Atypical Hemolytic Uremic Syndrome

What is atypical hemolytic uremic syndrome?

Atypical hemolytic uremic syndrome (atypical HUS or aHUS) is a rare type of blood disease in which the body’s smallest blood vessels are damaged. These blood vessels can be inside vital organs, like the kidneys, intestines, heart, and brain. [1,2]

In aHUS patients, tiny blood clots (also known as microthrombi) form in these small blood vessels and block blood flow to the organs, causing damage and even organ failure. [2] This blood vessel damage and blood clot formation is caused by overactivation of the body’s complement system. [2]

The complement system is a part of the body’s immune system and helps with defense against invading pathogens and with removing cellular debris and unhealthy cells. [3] When the complement system is overactivated and uncontrolled, it can cause disease. [3]

ultra-rare-disease

aHUS is an ultra-rare disease with <2 cases per million people diagnosed every year. There are an estimated 40,000 people worldwide living with aHUS. [4]

adults

Boys and girls are affected equally by aHUS, with 40-50% of patients seeing first signs of disease during childhood. [4,5] For adults, a greater number of patients are female. [6]

Kidneys

The kidneys are the key affected organ for patients with aHUS. [6] Without effective treatment, up to 50% of patients may lose the ability of the kidneys to function on their own. [7]

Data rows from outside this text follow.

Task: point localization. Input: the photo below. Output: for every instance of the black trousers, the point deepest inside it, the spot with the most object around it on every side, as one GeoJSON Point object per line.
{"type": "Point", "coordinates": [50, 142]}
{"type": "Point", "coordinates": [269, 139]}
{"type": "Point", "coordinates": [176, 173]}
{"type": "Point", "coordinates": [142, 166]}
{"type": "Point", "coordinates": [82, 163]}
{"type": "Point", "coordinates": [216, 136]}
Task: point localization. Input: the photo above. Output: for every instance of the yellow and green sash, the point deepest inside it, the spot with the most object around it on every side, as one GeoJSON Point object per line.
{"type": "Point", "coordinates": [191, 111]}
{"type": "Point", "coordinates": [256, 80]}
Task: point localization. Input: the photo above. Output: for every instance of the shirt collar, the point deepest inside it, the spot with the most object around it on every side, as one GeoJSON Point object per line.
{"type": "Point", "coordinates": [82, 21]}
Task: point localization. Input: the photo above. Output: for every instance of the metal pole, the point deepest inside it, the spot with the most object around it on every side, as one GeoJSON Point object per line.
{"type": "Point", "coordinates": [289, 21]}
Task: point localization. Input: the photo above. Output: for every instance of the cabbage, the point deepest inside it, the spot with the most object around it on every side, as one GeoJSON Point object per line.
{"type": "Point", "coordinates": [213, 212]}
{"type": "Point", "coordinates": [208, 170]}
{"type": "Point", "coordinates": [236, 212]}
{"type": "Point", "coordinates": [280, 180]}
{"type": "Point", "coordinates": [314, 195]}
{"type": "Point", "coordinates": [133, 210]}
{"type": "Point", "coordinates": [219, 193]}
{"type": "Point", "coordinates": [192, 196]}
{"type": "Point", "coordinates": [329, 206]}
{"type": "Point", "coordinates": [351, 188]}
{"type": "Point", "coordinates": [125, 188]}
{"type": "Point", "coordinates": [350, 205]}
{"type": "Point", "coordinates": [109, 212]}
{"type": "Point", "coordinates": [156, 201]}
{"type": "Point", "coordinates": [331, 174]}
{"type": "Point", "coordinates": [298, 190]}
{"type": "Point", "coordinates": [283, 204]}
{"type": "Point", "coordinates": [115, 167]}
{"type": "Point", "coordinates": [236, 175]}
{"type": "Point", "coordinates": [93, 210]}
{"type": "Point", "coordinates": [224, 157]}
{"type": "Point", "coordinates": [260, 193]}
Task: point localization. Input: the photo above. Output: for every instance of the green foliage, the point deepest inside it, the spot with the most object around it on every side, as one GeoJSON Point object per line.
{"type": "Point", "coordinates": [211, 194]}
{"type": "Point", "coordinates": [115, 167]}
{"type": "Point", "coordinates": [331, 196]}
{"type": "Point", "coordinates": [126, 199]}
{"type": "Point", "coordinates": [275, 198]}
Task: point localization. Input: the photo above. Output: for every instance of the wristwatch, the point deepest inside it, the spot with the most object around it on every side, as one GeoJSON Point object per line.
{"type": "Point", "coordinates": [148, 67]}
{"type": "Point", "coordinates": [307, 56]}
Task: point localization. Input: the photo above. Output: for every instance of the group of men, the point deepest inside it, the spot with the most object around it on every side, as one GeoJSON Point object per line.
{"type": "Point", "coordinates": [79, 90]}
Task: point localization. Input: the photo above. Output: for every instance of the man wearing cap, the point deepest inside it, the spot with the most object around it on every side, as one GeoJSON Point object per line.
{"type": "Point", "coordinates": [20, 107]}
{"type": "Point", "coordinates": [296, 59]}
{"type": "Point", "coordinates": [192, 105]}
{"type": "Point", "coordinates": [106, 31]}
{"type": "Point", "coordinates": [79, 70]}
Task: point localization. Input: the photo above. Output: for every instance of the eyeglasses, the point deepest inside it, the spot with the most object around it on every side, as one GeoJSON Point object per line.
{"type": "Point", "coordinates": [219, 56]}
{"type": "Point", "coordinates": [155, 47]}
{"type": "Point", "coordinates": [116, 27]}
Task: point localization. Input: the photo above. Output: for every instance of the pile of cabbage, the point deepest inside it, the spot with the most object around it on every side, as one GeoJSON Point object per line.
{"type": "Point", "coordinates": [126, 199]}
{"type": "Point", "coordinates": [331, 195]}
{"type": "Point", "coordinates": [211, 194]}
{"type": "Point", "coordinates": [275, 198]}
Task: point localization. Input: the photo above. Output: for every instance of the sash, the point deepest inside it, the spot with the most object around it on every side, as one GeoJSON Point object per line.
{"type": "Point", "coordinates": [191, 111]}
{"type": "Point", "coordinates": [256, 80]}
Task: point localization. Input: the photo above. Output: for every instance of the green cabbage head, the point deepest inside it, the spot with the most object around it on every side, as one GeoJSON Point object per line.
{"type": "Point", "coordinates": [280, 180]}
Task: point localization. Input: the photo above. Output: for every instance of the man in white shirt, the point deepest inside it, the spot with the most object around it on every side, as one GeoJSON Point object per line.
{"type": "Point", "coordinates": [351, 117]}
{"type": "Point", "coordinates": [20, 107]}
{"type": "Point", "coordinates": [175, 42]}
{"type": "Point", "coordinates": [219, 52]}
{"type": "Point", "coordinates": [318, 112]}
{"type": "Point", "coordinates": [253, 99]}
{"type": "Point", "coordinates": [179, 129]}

How does aHUS affect the kidneys?

aHUS affects the entire body and can cause a range of symptoms in various organs, including the kidneys. [2] When microthrombi form in the small blood vessels that filter the blood in the kidneys (also known as glomeruli), the ability of the kidneys to filter blood and produce urine is reduced. [2,8]

The most common signs of kidney injury in aHUS patients are [2]:

  • High levels of protein in the urine
  • Blood in the urine
  • High blood pressure
  • High levels of body waste products (such as urea and creatinine) in the blood

How are treated patients living with aHUS today?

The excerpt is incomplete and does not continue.